Teachers operated from a curriculum that prioritized confidence, citizenship, and voter literacy, but was centered around being relevant to the lives of Mississippians. Flexible and built of improvisation and adaptability, the curriculum for Freedom Schools tackled questions of racism, of state sanctioned violence, of civil disobedience, of voter suppression, of slavery, of poverty, of Southern power structures, and of resistance. Through case studies of different social movements both international and domestic, Freedom School Teachers, who were often volunteer college student-activists, were able to present histories that students did not find in their schools during the academic year if they were able to attend school at all.

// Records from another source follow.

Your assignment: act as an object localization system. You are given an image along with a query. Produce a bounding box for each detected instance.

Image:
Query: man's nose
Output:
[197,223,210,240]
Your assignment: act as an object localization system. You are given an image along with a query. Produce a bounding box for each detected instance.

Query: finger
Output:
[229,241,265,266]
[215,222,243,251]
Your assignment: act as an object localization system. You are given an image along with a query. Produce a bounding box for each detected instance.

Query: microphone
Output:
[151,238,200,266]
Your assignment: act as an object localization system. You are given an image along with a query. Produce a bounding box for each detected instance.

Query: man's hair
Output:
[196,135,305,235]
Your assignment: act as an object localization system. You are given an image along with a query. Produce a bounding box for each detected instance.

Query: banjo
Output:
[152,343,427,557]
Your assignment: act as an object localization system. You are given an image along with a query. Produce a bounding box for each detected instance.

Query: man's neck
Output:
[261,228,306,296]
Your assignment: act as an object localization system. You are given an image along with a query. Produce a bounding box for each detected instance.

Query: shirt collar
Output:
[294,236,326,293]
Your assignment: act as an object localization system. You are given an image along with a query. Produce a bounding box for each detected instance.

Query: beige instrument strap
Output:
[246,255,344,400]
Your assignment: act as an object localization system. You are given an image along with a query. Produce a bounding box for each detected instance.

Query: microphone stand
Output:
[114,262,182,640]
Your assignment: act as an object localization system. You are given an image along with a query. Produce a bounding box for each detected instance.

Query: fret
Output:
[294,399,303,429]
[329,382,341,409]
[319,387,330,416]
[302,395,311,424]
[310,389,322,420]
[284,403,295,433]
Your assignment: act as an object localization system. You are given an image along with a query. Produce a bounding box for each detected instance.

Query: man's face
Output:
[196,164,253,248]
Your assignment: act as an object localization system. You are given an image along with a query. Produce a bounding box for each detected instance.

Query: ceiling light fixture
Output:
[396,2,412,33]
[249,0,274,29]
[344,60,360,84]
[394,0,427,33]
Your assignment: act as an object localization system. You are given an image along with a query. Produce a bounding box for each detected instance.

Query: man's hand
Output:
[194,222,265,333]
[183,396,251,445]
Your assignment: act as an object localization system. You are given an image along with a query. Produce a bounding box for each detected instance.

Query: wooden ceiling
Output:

They were able to empower students, regardless of age or race or creed, to love one another through questioning systems and confronting their own assumptions.
Some of my own students recently asked some of these questions we as a society sweep under the rug. One week after a white man walked into Charleston’s Emanual African Methodist Episcopal Church and massacred nine black people during prayer in June 2015, I taught my first Literature lesson to a classroom full of eighth graders. Every one of them was black, and they had questions “Why didn’t they fight back?” and “Why do people hate us?” which led to more personal questions of “Why don’t white boys like me?” and “Why do white ladies hold their purses tighter when I walk by?” And I didn’t have all the answers. But I had books, and interviews, and data, and stories, and poems, written by and about people who looked like them. That summer students read Gwendolyn Brooks’ “The Kitchenette,” and learned about housing discrimination, red-lining, and Greensboro sit-ins. They listened to Chimamanda Ngozi Adiche and confronted their own stereotypes. They learned to identify the coded language that still allows for discriminatory legislation, and they felt safe to address instances of racism without fear of being called sensitive or paranoid. They were thirteen and they were learning the history that Freedom Schools taught during Mississippi Freedom Summer, 1964. They were reading Stokely, Assata, and Angela and their minds were alive with the energy of hope and of change. I had a curriculum based on the vision of Freedom Schools: to increase the confidence and voter literacy of students and allow them space to question their preconceptions and assumptions about race in America. And I had love. And that was enough. It was enough to get us started on a summer of learning American history in its grotesque, contradictory, messy shame. It was enough to set them up with resources and languages and mentors to better understand and resist days like yesterday. Whether they are a porch in Mississippi, a coffee shop in San Francisco, or a classroom in Boston, Freedom Schools make tomorrow less frightening. Under their shade as we devote intentional time to confronting our collective past and imagining our shared future, peace no longer seems a pipe dream.